I’ve just left the doctor’s.

I always get worked up before going to the doctor’s. I can never get an appointment with just one, the same one. I get shifted between 2 female doctors and 2 male doctors.

Today I saw a new doctor, and he was amazingly kind. Dr Kadir actually listened to me. He wasn’t typing at the same time, he wasn’t distracted. All his attention and concern was on me, and I appreciated that. As soon as I sat down, the word vomit happened. I told him I cannot sleep. My anxiety keeps me up. What if, what if, what if. I cannot shut it off. Sleep to me is a lack of control, it is a vulnerability. It has peaks, and it has lows. Lately it is at its peak and it is affecting my job, my social life and my mood.

He listened to all my concerns and all the things keeping me up at night. He prescribed me Zopiclone. I said that’s fine but one doctor cuts the dose in half and gives me 4 tablets, whereas another gives me a full dose for 7 days. His response “That is pointless. There is no use halving your dose because this is a severe problem, 3.75mg isn’t going to touch you.” Here is a doctor paying attention to me, and not making me feel like I am a liability. I couldn’t be more grateful. He has suggested to make these 7 tablets last over 2 weeks and if the problem hasn’t improved to come back and we will do a medication review.

I currently take Paroextine and it has been wonderful for the last year. However over the last 3 months I seem to be having more mood swings, less sleep and more ptsd symptoms. So the next visit may involve a medication change. I think I am okay with that, but if it is a new ptsd specific medication I may have to go see a psychiatrist to get it prescribed.

Let’s not worry about that for now. James is on his way over for a cuddle and to listen to why I am so anxious and potentially feed me bad food.

Disconnect.

I am pretty sure this is not just a ‘me’ thing, this isn’t just a ‘Casper exclusive feeling’.

Does anyone else struggle with friendships? I often over analyse my actions and my words. If I want someone to be my friend, I do have a way of making it happen, I can make people laugh, I am a good listener and I am generally supportive. I have an issue where I am quite needy though. I do like contact with my friends, I do like to know they’re okay. I like to be involved. I keep my circle small (trust issues eh) mainly so I can have time for each and every close friend. I don’t want to be breaking my time up so much that I don’t get to connect properly.

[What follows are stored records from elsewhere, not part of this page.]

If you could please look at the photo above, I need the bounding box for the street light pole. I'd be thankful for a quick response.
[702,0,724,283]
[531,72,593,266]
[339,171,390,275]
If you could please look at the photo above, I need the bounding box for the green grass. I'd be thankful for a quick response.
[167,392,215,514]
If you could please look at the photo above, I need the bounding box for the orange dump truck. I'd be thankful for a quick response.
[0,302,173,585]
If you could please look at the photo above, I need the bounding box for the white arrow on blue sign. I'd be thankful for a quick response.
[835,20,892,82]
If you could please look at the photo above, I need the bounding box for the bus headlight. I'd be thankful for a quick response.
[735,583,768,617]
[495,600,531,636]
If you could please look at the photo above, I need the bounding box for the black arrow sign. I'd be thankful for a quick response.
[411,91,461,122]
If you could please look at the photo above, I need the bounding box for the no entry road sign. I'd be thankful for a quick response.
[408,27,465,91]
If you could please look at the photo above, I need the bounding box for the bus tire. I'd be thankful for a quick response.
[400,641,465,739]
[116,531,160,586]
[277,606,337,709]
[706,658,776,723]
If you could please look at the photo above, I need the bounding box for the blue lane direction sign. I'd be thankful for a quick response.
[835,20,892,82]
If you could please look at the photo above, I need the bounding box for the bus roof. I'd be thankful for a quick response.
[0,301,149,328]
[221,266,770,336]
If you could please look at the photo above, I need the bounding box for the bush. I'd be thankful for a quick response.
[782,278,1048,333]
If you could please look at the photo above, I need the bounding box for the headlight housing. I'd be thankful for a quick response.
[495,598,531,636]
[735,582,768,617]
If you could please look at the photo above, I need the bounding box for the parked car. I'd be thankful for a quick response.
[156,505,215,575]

Then I have another worry. Does my neediness drive people away? I like to be validated. Please tell me I am not annoying you, I’m sorry I text you outside of work, is that okay? Are we that kind of friend or did I misread that and we are colleagues? Do we hang out? Is it weird if I ask if you’re free this weekend? I struggle to see the line, and I get discouraged easily. Unfortunately for me, any sort of slight against me, genuinely hurts. If someone I am becoming friends with makes a joke that we are just ‘mates’ I sort of think, oh okay they must be getting pissed off with me. I step back.

I have 4 friends that come straight to mind that I don’t have these worries with. My best friend of 23 years, 2 beautiful friends from an ex work place, and a fantastic friend in Stoke. I don’t panic with these 4. I can tell them what’s on my mind, if I feel I am being pushy, or maybe I am being distant, have I not text back in 8 hours or did I send 9 texts in 1 hour? Middle ground has never been my strong point and it shows a lot in my life. Even with partners. If I love you, I love you. Sure there will be spats and I’ll take them harder than others would, but if I am in something, that’s that. It takes a lot to break me to the point that I wash my hands of you.

The feeling of being disconnected from friends/family/partners is a deep one. Sometimes that PTSD cloud just smothers me, if I can’t breathe I can’t communicate that, and I disappear.

I have so many ideas.

I keep getting hits of ‘inspiration’ for things I want to write about. Things that have affected me, things I know that have affected those close to me, those no longer close to me.

I want to write about the ‘shame’ of being a victim, I want to write about victim mentality, when do you shed that label, do you shed that label? Is it a mind set, is it something others put on you? I want to write about the stigma around needing anti depressants to function, why do you feel shame but your abuser doesn’t? When is enough .. enough .. and you start putting yourself first?